Maître de la création, Dieu l’est aussi de l’histoire, dans laquelle il agit par sa providence, ses miracles, ses délivrances et ses jugements. L’histoire, qui obéit àson plan et qui marche vers une fin conçue par lui, ne peut donc être ramenée au jeu des facteurs horizontaux d’ordre social, économique, politique, militaire. Le sens de l’histoire, qui relève de Dieu, dépasse toutes ces causes secondes. Le matérialisme historique est faux.
Enfin, l’action de Dieu dans l’histoire manifeste son caractère, la sainteté. Celle-ci constitue la loi morale de l’univers, le fondement sur lequel les absolus moraux reposent.
En vertu de l’existence objective du Dieu personnel et infini – origine de toutes choses – et en vertu de son caractère – la sainteté – il est possible d’échapper à la dérive intellectuelle et morale à laquelle je me suis référé plus haut.
La vie humaine, en tant que telle et en elle-même, n’est pas dépourvue de signification. L’absurdité et le désespoir ne sont pas, comme l’existentialisme voudrait nous le faire croire, inhérents à notre condition d’hommes, mais le résultat de la chute originelle etdes multiples séparations qu’elle a provoquées, à commencer par la séparation de l’homme d’avec Dieu.

Que l’homme retrouve, par la foi en Jésus-Christ crucifié et ressuscité – l’auteur d’une parfaite rédemption – Celui qui est à la fois son Créateur et sa fin dernière, et la plénitude de sens attachée à son existence lui apparaîtra aussitôt et deviendra sa possession.
Du même coup, les absolus moraux qui doivent guider sa conduite et auxquels sa conscience rend témoignage (cf. Rom 2.14,15), s’offriront à lui avec toute la netteté désirable dans l’Ecriture. Il sera délivré de l’amoralisme et connaîtra la beauté d’une vie sainte.

Peut-être suffit-il maintenant de dégager les lignes de force du combat de Francis Schaeffer sur les autres plans. Je serai donc très succinct.
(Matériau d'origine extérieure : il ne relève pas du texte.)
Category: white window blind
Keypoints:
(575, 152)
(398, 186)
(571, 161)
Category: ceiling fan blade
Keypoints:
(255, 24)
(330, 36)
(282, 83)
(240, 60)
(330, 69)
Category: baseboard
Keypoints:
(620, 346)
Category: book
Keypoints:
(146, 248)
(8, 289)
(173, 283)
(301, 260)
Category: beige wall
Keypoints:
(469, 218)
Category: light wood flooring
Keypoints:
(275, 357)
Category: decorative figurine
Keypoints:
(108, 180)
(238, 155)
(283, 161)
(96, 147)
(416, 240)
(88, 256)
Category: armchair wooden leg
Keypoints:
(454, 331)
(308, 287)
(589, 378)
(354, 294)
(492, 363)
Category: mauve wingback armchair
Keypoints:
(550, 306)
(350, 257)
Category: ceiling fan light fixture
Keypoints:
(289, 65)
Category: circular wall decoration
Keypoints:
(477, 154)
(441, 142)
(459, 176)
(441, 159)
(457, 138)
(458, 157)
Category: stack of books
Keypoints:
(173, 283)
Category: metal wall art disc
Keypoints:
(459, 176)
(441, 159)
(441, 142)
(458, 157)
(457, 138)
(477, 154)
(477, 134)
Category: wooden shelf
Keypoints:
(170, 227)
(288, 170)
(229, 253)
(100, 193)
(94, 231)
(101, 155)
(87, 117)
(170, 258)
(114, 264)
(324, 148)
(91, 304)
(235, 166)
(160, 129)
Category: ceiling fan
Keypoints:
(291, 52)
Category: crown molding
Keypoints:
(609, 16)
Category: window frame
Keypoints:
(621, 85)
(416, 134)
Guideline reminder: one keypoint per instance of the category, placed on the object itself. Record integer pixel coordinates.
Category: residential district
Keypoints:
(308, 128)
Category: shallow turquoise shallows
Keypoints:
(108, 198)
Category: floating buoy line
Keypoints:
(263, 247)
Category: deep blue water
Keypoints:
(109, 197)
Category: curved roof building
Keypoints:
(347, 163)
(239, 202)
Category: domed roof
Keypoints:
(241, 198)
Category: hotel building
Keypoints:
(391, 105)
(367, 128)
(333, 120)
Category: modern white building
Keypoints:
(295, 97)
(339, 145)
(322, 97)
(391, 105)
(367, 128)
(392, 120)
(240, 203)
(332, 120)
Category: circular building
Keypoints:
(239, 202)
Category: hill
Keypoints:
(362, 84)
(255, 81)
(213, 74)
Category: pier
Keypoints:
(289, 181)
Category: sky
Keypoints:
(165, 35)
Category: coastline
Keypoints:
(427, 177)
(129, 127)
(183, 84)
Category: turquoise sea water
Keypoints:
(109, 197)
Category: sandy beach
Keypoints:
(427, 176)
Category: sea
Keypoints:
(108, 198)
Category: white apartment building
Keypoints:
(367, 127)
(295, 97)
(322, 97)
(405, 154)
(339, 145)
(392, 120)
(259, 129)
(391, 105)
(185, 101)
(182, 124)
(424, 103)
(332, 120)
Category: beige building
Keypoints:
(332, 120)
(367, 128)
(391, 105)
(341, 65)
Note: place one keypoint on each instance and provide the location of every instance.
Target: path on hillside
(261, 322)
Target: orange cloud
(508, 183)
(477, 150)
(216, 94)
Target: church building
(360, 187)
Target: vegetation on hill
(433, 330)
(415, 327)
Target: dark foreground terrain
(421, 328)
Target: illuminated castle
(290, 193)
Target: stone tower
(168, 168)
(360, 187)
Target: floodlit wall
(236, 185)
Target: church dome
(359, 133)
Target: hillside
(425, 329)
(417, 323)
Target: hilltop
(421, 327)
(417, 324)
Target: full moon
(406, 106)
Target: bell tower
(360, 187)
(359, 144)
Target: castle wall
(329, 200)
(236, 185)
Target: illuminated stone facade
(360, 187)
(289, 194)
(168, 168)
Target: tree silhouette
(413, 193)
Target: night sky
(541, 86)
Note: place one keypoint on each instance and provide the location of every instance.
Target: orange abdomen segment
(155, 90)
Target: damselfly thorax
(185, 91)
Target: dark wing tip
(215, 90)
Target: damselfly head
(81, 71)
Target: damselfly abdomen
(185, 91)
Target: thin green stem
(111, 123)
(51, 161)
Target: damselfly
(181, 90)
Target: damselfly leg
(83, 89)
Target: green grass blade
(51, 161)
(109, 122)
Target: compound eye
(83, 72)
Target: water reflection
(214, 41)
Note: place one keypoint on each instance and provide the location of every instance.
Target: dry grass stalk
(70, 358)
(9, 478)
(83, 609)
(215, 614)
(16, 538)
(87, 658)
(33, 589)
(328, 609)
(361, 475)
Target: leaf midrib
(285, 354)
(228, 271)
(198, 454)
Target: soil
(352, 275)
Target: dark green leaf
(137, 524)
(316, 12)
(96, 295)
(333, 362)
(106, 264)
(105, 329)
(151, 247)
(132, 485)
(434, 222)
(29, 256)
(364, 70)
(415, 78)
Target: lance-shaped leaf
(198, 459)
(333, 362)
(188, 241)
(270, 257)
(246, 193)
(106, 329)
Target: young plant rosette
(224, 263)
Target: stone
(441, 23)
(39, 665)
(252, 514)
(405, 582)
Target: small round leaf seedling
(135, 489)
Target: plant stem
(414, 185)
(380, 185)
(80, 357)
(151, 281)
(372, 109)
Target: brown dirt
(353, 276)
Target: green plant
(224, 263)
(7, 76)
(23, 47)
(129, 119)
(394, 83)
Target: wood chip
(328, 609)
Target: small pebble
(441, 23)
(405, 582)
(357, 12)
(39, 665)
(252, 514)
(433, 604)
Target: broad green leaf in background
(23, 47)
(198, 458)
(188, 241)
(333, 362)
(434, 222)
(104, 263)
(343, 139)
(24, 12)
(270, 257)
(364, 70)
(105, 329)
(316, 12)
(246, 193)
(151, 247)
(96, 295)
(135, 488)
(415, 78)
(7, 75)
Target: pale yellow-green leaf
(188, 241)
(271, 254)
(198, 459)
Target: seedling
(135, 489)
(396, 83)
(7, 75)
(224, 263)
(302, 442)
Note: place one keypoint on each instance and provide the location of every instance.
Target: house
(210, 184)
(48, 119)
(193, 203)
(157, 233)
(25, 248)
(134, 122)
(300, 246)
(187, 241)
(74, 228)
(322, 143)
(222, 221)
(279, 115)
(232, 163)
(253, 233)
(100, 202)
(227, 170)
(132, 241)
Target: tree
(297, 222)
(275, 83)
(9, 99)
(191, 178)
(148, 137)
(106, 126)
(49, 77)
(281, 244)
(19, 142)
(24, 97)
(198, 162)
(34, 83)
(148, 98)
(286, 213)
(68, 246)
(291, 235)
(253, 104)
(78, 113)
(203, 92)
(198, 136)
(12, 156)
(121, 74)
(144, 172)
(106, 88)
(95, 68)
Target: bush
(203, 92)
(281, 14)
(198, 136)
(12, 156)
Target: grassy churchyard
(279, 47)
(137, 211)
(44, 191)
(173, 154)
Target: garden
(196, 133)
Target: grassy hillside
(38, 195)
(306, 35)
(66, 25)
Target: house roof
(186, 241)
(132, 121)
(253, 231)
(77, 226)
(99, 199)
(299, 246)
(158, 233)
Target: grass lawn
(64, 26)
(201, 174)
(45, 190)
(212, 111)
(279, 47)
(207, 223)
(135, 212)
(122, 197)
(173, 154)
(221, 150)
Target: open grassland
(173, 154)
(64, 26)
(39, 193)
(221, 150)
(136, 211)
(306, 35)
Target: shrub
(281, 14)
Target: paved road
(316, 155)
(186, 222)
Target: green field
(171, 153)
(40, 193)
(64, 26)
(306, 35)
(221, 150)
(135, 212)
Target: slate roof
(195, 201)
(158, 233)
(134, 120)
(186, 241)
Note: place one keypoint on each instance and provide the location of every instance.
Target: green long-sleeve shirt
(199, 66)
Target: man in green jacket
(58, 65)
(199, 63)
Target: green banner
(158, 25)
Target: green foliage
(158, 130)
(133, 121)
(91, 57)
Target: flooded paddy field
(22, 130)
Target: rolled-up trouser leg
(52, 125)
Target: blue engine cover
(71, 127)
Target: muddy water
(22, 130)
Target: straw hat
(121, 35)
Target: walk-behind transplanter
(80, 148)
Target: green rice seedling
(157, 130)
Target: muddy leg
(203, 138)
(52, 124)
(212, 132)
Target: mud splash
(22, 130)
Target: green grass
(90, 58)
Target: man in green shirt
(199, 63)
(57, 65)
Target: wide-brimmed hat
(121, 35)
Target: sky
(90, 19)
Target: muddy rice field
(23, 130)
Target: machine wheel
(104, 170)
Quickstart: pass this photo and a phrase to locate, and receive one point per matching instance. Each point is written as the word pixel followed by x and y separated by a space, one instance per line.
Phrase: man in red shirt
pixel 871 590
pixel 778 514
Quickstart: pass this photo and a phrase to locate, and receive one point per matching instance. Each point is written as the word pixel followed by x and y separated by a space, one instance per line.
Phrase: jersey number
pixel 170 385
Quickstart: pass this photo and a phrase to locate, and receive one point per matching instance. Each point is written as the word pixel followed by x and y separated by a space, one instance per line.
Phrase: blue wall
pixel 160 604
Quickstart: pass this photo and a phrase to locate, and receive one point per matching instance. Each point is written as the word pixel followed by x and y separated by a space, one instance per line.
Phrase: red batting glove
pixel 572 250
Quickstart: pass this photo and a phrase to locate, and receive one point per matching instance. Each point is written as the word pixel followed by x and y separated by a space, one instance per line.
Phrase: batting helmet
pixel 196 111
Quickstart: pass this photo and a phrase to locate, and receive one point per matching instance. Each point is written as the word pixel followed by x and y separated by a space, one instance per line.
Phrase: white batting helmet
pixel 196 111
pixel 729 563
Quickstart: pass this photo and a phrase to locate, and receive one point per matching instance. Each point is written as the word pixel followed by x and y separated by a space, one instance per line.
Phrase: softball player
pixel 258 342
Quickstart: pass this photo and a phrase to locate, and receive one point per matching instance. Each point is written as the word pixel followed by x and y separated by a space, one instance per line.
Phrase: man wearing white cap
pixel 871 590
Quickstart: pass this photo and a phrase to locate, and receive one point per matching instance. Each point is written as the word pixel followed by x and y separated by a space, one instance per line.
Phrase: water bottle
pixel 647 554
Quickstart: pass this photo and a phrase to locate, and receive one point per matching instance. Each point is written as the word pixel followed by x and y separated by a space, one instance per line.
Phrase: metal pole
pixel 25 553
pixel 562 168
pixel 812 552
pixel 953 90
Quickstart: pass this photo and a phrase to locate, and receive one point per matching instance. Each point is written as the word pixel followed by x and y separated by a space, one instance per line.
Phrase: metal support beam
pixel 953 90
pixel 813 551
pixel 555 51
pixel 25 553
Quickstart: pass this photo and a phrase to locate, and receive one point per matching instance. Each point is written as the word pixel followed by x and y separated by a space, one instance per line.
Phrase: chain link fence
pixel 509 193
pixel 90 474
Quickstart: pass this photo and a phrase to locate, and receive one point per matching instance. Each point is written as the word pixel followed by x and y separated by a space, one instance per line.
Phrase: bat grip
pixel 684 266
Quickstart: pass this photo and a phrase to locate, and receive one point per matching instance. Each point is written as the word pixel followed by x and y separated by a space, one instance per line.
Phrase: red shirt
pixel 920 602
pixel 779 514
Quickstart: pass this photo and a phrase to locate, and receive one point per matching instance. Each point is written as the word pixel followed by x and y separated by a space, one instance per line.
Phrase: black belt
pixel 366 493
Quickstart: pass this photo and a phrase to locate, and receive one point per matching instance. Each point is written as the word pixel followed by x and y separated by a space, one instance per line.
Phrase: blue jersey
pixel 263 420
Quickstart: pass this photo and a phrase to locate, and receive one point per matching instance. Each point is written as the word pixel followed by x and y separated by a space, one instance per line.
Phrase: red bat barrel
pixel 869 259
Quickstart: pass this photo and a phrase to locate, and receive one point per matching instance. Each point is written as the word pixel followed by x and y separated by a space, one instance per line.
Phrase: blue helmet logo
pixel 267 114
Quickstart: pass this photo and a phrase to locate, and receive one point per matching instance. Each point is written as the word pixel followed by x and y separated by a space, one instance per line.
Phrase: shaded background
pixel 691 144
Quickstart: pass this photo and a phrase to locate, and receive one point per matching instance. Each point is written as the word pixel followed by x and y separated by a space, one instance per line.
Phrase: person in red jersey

Le combat dans le domaine de l’anthropologie

Tout en maintenant avec beaucoup de soin l’historicité de la chute et ses conséquences immenses pour l’homme – dans sa quadruple relation avec Dieu avec lui-même, avec le prochain et avec la nature – Schaeffer a lutté contre une dévaluation de l’homme en tant qu’homme. Bien que pécheur, il reste grand, « car il retient quelque chose de l’image de Dieu ». La chute, si dramatique soit-elle, n’a pas fait de lui un zéro, ne l’a pasamené àêtre moins qu’un homme. Ainsi, il reste unique par rapport au reste de la création, un être responsable, capable de choix, capable d’influer sur le cours de l’histoire.
Cet accent sur la grandeur et la valeur de l’homme se justifie pleinement face à ce que le déterminisme (chimique, biologique, psychologique) tend à faire de l’homme: un être irresponsable, un simple rouage de la machine cosmique. C’est au nom de la grandeur de l’homme comme créature faite à l’image de Dieu, au nom du caractère sacré de la vie humaine, que Schaeffer a mené un combat acharné contre l’avortement, l’infanticide, l’euthanasie.
Son « humanisme », vraiment biblique, est absolument oppose à l’humanisme séculier qui glorifie l’homme autonome. I Pour Schaeffer, l’autonomie – la volonté d’être sa propre loi -constitue l’essence du péché.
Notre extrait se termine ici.